You know what, this has been a long campaign. We are in the last month. It is still close. Whoever’s rising or, or, or falling, it’s really close. And some part of me fears they’re going to open up the gates of hell on this one. It seems to me there is trench warfare out there. The left—there’s a huge middle in America, but there’s a left. They think they’re going to win, and they’re getting meaner than ever. The right fears they’re going to lose, they’re getting meaner than ever. I would hate to see this descend into this, this—“I’ll kill—I’ll tear your throat out” kind of stuff. I think that would be harmful. I think we are at a unique and dangerous...

But, Tom...

...moment in history, and it’s the last thing we need. And I don’t speak as a sissy; I’m trying to speak as an adult.

Yeah. David.

There’s a danger, Tom, that it backfires.

Yeah. Yeah.

I mean, clearly John McCain is worried. They’re, they’re on defense. The best proof of that, Tom, is, is what is Sarah Palin doing this afternoon? She is in Omaha, Nebraska. Now, when a Republican vice presidential candidate has to go to defend one congressional district—they vote their electors by congressional district--30 days out, it tells you they’re worried. And so what, what I see happening in the McCain campaign, with all this talk about William Ayers, is this sort of a sense of desperation.

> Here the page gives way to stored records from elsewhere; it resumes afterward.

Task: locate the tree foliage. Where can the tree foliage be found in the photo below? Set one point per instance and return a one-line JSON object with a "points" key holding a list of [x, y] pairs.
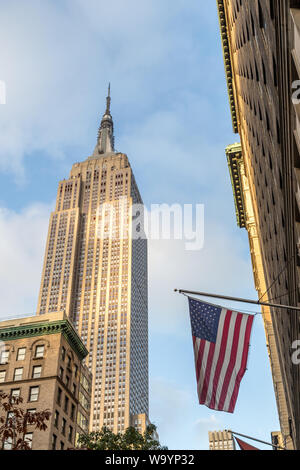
{"points": [[131, 439], [14, 422]]}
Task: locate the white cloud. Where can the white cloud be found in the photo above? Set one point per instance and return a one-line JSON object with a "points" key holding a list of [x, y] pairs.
{"points": [[59, 56], [23, 238]]}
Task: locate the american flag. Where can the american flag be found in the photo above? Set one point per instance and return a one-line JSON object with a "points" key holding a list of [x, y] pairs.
{"points": [[221, 343]]}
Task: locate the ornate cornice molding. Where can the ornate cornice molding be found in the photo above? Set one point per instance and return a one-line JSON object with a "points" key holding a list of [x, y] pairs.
{"points": [[227, 63], [235, 160], [29, 330]]}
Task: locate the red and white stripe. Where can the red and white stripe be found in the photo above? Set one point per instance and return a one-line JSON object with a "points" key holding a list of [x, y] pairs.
{"points": [[220, 366]]}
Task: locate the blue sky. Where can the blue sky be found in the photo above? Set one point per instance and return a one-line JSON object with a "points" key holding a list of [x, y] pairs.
{"points": [[171, 114]]}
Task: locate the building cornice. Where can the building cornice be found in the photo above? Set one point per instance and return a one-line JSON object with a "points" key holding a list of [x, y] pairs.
{"points": [[235, 160], [227, 63], [63, 327]]}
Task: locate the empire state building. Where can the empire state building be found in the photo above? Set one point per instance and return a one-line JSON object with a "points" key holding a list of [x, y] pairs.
{"points": [[96, 271]]}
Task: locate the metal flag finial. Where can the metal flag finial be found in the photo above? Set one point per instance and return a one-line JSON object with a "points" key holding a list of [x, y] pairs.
{"points": [[108, 100]]}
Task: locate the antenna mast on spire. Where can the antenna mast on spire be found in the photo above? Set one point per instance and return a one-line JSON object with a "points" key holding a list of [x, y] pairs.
{"points": [[108, 100]]}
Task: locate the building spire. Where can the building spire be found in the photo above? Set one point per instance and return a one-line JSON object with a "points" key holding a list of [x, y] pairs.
{"points": [[105, 141], [108, 101]]}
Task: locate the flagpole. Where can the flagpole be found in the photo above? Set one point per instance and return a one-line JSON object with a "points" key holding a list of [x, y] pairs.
{"points": [[253, 439], [236, 299]]}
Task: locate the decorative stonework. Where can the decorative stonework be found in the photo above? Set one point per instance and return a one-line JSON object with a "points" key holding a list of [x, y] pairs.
{"points": [[41, 329], [227, 62], [235, 159]]}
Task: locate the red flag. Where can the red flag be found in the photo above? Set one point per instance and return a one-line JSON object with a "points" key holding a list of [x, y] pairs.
{"points": [[244, 446]]}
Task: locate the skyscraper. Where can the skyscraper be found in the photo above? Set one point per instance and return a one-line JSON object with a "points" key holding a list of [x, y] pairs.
{"points": [[96, 270], [261, 46]]}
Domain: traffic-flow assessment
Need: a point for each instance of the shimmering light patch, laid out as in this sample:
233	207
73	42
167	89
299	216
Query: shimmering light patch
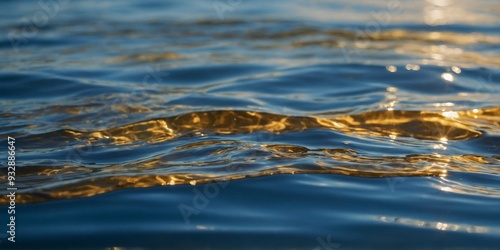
441	226
450	114
444	104
412	67
456	69
391	68
392	89
447	76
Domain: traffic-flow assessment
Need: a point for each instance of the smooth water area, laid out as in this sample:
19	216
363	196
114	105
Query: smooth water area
251	124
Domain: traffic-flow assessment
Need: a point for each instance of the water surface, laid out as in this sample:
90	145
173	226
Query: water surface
238	124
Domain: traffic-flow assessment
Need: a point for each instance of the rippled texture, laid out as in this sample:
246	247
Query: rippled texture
305	124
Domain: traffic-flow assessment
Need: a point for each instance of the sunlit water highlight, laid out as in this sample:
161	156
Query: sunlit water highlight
305	124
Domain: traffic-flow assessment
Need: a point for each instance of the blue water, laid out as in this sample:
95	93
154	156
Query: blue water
251	124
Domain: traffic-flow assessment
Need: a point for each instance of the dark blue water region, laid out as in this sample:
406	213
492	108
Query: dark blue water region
274	212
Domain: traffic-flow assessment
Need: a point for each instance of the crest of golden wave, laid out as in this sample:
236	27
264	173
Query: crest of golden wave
462	125
36	183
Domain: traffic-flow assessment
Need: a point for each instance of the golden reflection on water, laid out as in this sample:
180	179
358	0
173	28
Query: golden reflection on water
441	127
438	225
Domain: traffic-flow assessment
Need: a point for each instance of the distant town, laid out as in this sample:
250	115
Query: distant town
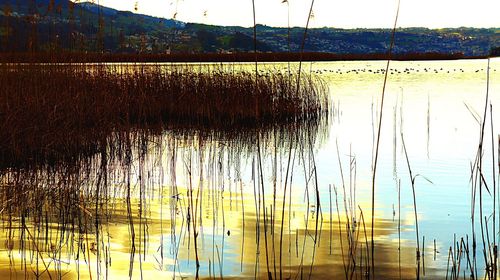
62	25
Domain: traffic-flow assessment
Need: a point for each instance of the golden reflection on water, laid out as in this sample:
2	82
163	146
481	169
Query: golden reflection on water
139	217
231	243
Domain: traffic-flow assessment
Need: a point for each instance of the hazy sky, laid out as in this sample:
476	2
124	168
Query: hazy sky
337	13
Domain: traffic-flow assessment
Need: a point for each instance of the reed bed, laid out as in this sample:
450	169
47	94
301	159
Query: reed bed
62	112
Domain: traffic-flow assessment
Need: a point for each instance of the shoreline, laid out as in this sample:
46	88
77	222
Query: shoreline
220	57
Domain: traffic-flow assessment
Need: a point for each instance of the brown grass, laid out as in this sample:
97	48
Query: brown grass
54	112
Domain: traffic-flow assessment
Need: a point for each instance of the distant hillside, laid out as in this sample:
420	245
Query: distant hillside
52	25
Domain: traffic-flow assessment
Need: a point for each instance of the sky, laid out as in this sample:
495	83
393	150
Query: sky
331	13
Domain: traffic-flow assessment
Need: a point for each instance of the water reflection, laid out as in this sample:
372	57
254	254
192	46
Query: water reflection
276	202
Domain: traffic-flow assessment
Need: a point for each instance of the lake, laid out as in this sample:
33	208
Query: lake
286	201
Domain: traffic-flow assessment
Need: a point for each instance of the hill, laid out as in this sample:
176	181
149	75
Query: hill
53	25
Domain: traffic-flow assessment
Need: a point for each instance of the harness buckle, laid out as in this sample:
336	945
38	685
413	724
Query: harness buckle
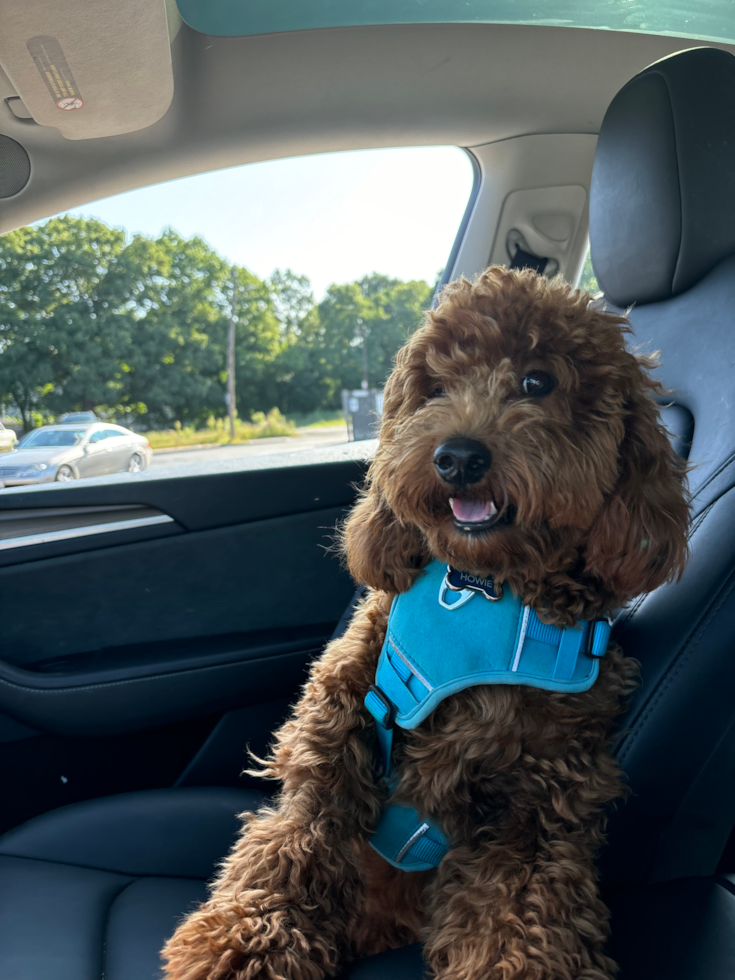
379	706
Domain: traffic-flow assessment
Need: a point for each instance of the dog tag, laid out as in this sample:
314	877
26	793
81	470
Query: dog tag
458	581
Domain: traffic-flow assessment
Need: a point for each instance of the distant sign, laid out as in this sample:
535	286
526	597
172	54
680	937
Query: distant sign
362	410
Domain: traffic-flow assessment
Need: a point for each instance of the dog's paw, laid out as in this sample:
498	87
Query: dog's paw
266	947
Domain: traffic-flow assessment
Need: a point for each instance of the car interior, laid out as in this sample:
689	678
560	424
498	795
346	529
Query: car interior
158	625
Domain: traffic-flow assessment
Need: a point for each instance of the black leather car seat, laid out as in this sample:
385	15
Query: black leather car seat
93	889
662	232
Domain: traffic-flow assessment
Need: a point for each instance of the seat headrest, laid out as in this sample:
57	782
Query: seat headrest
662	201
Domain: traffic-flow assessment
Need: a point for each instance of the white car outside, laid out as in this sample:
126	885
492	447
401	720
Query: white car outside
68	452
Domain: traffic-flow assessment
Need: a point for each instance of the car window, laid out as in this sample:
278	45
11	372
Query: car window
317	269
688	18
51	437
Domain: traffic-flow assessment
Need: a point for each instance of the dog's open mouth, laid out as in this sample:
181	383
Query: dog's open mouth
473	516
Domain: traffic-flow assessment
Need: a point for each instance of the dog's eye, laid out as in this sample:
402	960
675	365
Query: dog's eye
538	384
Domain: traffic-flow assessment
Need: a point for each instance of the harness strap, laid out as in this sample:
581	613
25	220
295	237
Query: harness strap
407	841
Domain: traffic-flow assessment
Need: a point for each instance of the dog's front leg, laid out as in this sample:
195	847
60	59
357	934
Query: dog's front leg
282	905
500	914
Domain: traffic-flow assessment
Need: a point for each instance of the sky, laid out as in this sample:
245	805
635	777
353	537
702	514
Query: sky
333	217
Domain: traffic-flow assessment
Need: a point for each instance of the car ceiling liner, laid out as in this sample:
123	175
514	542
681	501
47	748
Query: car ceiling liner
89	69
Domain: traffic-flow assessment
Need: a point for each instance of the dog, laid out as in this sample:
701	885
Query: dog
571	501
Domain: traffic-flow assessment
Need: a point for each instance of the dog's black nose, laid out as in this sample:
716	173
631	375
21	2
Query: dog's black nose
462	461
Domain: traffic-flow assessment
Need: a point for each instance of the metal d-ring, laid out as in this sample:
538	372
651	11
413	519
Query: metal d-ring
464	596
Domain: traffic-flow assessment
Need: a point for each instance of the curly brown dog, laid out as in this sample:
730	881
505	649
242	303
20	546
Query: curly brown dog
579	505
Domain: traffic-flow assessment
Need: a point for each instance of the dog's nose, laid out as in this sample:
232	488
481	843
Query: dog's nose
462	461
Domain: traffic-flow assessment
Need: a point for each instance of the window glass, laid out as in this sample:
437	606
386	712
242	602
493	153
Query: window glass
316	268
707	19
51	437
587	278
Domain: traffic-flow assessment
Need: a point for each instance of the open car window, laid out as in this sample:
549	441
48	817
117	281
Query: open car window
244	312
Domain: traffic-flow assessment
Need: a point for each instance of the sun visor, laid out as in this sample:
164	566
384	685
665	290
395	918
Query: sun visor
89	69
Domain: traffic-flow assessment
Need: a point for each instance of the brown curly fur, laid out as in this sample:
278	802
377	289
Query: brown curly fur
517	777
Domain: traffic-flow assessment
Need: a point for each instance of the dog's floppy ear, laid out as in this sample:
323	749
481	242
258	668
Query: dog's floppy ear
380	550
639	539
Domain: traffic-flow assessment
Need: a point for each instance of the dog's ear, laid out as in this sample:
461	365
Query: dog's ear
639	539
380	550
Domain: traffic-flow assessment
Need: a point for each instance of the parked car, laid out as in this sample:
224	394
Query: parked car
8	439
69	452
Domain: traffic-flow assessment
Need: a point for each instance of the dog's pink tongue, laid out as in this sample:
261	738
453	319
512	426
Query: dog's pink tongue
472	511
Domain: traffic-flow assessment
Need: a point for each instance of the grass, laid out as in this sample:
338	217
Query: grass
217	431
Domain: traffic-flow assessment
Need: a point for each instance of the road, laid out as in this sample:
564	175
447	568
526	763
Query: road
306	439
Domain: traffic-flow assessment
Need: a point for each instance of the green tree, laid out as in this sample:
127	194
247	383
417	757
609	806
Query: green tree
588	279
374	315
62	326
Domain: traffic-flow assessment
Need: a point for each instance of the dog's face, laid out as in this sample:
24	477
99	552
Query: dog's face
519	439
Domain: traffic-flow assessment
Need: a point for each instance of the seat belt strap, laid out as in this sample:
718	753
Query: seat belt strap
381	709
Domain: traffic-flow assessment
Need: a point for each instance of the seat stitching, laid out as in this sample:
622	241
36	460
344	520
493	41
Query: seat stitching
633	610
725	883
106	925
91	867
672	674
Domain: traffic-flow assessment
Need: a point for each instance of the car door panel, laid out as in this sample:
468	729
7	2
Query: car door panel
189	623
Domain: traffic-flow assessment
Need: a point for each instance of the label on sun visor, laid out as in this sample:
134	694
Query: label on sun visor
53	68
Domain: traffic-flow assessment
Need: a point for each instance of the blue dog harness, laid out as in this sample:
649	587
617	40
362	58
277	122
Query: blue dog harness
452	631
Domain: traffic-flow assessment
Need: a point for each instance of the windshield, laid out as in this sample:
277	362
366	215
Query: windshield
707	19
51	437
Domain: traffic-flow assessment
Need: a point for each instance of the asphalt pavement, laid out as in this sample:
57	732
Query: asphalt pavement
306	439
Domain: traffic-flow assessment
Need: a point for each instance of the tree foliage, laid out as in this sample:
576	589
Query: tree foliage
137	329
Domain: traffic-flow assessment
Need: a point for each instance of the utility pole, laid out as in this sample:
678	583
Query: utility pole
231	403
364	335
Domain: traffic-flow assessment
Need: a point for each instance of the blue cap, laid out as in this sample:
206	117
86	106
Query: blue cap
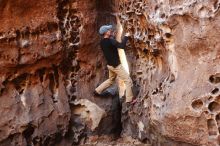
103	29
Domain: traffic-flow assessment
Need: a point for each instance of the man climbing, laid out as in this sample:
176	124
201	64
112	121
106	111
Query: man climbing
110	47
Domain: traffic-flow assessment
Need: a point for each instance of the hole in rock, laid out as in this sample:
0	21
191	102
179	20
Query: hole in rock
215	78
214	107
168	35
217	118
197	104
27	134
215	91
210	98
217	99
212	128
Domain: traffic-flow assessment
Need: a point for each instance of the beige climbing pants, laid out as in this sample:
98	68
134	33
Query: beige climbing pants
123	75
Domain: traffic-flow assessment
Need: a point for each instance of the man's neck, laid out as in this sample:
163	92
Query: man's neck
106	36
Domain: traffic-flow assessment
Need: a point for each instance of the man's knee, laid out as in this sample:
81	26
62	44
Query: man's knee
128	81
111	80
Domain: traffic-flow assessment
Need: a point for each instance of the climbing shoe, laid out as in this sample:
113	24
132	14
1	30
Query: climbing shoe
105	93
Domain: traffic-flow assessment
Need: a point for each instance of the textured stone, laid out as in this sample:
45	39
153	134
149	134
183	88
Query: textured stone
174	56
50	63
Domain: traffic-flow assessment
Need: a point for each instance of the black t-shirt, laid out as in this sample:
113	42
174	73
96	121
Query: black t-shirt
110	49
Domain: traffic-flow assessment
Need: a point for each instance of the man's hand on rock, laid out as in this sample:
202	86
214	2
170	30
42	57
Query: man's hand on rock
127	34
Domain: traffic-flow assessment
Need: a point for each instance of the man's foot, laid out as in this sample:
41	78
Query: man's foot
96	93
133	101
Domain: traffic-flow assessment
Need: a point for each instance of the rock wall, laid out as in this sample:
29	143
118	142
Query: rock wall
50	63
174	59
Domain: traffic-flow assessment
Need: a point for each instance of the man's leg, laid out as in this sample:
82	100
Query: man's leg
106	83
123	75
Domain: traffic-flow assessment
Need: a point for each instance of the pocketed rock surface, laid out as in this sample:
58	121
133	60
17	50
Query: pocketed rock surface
50	64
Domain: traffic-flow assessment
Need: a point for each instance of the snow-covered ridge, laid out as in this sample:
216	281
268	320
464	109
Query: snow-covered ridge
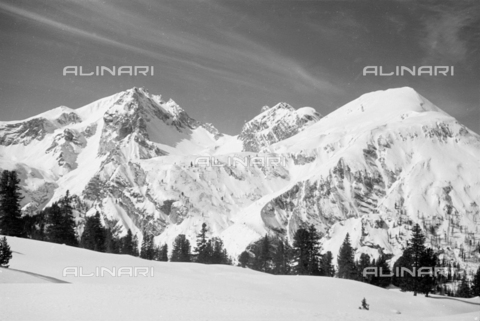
371	168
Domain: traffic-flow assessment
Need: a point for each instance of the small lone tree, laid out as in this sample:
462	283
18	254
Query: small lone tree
11	222
476	283
243	259
181	249
346	262
5	253
365	306
163	256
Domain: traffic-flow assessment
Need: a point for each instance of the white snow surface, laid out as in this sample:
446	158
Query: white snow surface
33	288
381	161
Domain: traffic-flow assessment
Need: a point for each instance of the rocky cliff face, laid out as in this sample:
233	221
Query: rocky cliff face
275	124
372	168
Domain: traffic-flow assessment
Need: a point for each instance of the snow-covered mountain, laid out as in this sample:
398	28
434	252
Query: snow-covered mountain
371	168
185	291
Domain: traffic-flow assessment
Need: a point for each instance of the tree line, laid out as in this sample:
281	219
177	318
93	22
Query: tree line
274	255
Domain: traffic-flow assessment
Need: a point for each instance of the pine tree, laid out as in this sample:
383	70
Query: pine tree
5	253
282	258
93	237
417	246
265	257
148	248
464	290
301	251
346	262
327	268
243	259
163	256
414	257
476	283
361	265
68	224
181	249
204	252
427	281
313	251
365	306
112	239
219	254
126	243
383	269
11	222
135	246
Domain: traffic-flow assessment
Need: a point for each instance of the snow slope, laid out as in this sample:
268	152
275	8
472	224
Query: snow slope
188	291
372	168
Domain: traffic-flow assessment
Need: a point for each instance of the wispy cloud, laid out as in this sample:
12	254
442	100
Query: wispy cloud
444	39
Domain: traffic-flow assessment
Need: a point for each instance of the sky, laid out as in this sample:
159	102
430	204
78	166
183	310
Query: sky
222	61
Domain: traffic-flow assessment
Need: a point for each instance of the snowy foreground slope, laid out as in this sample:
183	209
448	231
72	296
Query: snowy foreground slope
372	168
188	291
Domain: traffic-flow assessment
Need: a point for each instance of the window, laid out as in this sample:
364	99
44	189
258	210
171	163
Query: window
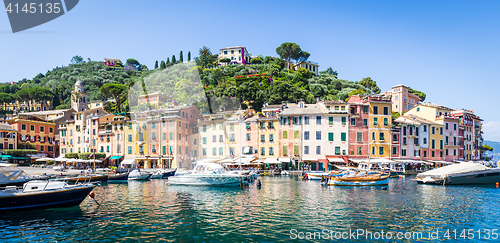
359	136
318	120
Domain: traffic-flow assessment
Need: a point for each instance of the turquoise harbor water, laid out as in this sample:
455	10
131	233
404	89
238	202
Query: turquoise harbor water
153	211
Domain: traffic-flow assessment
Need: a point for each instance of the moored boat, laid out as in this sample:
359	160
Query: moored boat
89	178
43	194
365	180
460	174
209	174
139	175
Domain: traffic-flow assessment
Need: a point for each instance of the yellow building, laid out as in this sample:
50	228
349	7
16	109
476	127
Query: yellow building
8	136
380	123
268	133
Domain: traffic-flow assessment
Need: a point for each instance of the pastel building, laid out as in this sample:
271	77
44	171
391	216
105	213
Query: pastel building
402	100
358	129
237	55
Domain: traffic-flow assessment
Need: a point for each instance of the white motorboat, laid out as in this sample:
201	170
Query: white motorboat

It could get carried away, and it’s irrelevant to people in mainstream America, in middle America. You know, William Ayers, what do they care about—how is that going to put gas in the tank or get somebody a job? I think it runs the risk of coming off as irrelevant.

But just to show you how...

And it runs the risk of being demoralizing.


Forgive me, David. But in a serious national way, don’t do that.

MR. BROKAW: Although, before we go on with this, maybe what the McCain campaign is reading the last draft of the latest Time magazine-CNN poll—and this shows up in a number of polls—Senator Obama still shows vulnerability on the question of what kind of president he would be. Fifty percent of those polled said Obama gives a great speech, but doesn’t have other qualifications; 46 percent disagreed with that statement. But that’s in a poll in which Senator Obama did very well overall.


MS. NOONAN: Can I make a point, also, that I think part of the reason this is going to get so rough in the next month, trying to get my, my hands around this thing, is that we live in the age of political strategists. We live in the age of the guys on the plane. We live in the age of the BlackBerry guys saying, “Let’s get them this way. Let’s get them this way.” It exists on both campaigns, the instinct, “Hey, we have nothing to do now but go to, to the jugular.” I have the sense sometimes lately that these guys on the plane think history is their plaything. History is not their plaything. This is big. This is a nation having two ground wars and an economic recession—we hope just a mild recession. This is not a time for playfulness and mischief. It ain’t right.